These findings serve as a guide to what can be done to create products that are truly considered beautiful by consumers.
Neuroaesthetics could change web design
The impact that neuroaesthetics could have on brands' activities could be very high, as it could much more effectively shape what they do and what they don't do in their brand strategy. Companies could be much more efficient in all areas of design and thus become more effective when it comes to connecting with consumers.
One area where neuroaesthetics could have an impact is web design, where brands are already using other tools (such as eyetracking and heat maps) to establish what interests consumers and what is working in terms of design.
As eConsultancy explains , using information about neurological response to design could significantly help create a user experience that is much more positive and much more appropriate to what consumers really want. Some of the discoveries of neuroaesthetics, such as that the brain responds much better to vertical lines than to horizontal ones, already help to see realities and establish parameters to better reach consumers. The same occurs with colors. Humans process colors much faster than movements (80 milliseconds versus 100), which makes it much more important to establish which color is going to be used than many other parameters that are already used regularly.
And neuroscience already explains some great successes
But the truth is that neuroscience can be applied not only to design all israel product list in relation to the Internet, but it can also be used to better understand why some products succeed and others don't, and to establish what needs to be done to be in the first group and not in the second. Neuroscience already explains why the design of some products has become a great success and why consumers have reacted so well to them.

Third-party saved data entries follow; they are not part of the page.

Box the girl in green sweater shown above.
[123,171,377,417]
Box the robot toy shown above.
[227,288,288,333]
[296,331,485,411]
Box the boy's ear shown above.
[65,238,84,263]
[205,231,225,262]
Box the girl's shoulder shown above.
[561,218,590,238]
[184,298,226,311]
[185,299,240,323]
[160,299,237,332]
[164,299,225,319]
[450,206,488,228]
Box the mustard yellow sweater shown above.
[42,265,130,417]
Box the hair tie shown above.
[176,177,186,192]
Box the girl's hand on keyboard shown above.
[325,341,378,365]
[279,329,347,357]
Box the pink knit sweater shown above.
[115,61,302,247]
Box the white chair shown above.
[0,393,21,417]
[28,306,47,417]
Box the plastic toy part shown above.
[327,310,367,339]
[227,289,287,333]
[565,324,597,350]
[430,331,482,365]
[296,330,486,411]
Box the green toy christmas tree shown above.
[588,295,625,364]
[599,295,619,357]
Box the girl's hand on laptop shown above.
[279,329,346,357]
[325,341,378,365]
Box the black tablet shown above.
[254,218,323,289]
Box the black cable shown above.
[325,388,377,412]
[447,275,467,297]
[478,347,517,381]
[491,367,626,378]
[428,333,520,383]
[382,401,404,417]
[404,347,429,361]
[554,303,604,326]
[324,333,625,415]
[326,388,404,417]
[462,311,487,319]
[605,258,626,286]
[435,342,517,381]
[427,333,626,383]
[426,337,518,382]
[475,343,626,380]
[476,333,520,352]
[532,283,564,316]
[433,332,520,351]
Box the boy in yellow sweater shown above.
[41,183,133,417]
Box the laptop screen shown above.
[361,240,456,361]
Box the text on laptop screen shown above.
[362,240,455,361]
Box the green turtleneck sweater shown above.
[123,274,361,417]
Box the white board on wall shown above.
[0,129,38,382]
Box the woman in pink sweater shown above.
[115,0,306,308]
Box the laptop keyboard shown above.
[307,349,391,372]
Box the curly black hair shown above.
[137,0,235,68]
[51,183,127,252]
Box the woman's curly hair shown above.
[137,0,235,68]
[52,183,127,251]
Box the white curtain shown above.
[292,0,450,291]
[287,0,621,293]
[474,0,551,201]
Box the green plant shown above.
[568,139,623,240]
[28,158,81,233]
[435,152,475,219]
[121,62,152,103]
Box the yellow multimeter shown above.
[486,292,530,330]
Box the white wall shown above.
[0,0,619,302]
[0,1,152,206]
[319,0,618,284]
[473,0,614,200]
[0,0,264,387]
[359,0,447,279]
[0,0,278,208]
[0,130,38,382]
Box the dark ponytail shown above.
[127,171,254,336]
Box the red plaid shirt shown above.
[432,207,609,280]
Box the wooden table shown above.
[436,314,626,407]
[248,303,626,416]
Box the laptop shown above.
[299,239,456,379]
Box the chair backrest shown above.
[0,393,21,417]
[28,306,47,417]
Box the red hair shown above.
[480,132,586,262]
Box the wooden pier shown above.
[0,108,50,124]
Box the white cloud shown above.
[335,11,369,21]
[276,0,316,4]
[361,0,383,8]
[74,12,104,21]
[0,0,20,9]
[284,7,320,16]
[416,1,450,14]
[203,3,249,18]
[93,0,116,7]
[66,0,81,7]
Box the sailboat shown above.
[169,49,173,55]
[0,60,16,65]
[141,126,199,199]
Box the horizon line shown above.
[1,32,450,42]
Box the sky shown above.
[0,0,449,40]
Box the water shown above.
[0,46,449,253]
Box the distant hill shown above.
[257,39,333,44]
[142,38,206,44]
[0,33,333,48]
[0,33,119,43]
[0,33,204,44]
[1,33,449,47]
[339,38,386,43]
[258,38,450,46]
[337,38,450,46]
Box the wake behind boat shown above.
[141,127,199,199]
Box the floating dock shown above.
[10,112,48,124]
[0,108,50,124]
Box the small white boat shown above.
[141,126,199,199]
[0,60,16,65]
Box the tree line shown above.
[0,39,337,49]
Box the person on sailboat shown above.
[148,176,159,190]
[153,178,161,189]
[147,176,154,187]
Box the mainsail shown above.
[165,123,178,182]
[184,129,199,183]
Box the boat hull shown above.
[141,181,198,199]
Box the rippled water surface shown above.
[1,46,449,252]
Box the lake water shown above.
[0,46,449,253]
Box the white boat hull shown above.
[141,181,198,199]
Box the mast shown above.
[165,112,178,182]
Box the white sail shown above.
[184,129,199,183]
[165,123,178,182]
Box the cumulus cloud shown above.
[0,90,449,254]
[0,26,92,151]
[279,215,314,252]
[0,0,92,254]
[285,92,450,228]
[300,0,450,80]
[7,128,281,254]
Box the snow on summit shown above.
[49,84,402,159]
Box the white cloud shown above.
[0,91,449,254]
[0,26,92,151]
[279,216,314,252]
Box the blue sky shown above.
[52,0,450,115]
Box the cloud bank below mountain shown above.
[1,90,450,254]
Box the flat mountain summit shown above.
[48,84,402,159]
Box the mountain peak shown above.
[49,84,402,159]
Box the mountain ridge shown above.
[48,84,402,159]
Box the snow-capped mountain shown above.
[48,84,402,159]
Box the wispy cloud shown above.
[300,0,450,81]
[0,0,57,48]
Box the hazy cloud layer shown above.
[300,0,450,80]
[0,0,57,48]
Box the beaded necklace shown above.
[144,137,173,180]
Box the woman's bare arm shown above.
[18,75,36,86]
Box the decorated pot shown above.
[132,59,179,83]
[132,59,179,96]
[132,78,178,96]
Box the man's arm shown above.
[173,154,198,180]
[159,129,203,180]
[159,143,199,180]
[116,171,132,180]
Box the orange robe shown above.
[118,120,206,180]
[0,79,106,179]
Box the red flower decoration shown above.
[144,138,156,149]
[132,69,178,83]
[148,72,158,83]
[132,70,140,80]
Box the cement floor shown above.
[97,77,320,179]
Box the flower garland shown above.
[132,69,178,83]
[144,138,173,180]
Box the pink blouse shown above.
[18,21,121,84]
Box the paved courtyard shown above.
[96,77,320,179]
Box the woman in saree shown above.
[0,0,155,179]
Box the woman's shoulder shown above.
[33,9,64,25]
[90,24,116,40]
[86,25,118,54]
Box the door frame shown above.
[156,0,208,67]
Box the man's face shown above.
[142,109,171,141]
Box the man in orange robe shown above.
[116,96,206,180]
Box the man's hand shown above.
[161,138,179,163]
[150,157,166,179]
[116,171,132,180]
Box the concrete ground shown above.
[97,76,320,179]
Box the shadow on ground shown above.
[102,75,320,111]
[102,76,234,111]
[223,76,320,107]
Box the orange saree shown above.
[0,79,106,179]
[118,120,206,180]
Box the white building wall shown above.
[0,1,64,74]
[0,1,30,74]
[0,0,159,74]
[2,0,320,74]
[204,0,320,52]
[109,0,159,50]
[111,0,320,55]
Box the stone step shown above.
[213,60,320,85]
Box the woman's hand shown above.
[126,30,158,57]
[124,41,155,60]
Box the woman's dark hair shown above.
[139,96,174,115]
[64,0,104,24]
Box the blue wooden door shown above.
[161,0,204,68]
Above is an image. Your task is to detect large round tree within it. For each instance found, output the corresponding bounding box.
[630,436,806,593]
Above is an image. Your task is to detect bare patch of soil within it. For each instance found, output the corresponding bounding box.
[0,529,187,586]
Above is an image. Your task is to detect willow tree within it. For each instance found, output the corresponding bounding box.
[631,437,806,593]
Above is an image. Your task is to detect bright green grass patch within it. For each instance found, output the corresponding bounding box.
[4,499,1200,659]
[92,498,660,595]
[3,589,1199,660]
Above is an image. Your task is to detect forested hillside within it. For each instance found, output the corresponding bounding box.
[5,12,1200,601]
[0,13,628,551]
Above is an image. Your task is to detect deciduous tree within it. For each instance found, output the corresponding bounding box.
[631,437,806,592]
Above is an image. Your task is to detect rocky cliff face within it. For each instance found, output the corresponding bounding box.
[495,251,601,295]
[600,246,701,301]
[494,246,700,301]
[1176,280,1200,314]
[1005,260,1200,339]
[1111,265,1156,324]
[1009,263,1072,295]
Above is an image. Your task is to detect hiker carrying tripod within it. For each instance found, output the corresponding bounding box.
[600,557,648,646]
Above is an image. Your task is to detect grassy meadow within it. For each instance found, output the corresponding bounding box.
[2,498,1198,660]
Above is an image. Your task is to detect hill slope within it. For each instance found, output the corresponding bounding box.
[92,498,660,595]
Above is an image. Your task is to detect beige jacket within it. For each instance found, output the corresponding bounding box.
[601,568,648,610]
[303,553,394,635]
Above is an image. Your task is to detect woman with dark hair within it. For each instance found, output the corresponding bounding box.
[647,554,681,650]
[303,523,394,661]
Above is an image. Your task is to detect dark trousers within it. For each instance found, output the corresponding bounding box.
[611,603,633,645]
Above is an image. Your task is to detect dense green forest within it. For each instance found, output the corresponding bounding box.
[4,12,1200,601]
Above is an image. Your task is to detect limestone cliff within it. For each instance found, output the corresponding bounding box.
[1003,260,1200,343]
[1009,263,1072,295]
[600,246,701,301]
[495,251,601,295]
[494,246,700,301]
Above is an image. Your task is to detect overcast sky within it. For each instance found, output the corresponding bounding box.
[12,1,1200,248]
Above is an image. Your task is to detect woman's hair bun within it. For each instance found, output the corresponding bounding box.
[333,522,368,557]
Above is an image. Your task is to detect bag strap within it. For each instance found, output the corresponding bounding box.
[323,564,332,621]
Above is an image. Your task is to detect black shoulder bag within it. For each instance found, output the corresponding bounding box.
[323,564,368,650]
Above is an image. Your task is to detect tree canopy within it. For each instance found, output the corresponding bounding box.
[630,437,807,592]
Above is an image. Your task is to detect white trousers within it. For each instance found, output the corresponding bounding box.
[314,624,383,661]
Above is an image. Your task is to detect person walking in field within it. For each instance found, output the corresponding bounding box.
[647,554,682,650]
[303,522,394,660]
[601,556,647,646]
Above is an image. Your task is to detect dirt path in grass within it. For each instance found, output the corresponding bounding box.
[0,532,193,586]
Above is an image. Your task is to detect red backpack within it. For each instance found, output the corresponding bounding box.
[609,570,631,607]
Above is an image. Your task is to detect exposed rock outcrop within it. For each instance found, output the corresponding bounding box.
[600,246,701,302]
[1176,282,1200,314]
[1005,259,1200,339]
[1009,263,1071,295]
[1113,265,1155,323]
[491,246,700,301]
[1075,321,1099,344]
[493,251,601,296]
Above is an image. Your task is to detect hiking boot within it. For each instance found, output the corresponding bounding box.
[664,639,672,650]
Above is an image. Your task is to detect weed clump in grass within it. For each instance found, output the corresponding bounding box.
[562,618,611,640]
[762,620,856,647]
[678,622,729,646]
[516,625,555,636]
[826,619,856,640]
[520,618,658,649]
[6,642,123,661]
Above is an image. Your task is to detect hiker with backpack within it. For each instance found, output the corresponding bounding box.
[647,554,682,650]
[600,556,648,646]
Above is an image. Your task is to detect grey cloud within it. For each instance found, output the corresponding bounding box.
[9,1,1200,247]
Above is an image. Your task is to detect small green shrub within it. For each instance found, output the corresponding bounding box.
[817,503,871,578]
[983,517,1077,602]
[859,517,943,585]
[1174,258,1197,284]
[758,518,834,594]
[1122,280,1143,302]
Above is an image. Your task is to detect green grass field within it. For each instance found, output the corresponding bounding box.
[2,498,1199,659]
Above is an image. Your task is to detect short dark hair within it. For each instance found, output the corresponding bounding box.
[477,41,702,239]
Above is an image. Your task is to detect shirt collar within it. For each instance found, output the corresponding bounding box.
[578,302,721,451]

For example, neuroscience can explain the success of the Volkswagen Beetle, as reported by The Drum . What does the brain do when it sees this vehicle? It processes it as something “biological.” Its design is much more like something out of nature than an industrially manufactured car, and its finish even makes the brain see a pleasant face when it sees it. Its headlights are like big, round eyes, and the consumer (in a completely subconscious way) creates an emotional reaction to the vehicle that they don’t have with other car models. The car is one of the direct examples of one of the design principles laid down by neuroscience, which is to create products that are quickly associated with something, whose design generates a memory associated with that thing.
To this principle we must add the principle of the power of humanity, which makes the consumer respond directly to everything that is human, that is, that has human characteristics. By human characteristics we must not simply understand a humanoid appearance but rather that the thing in front of us can be attributed human qualities. This reality is also enhanced by another principle, that of association, which makes the brain create associations between the things it sees.
What does this have to do with design and brand strategy?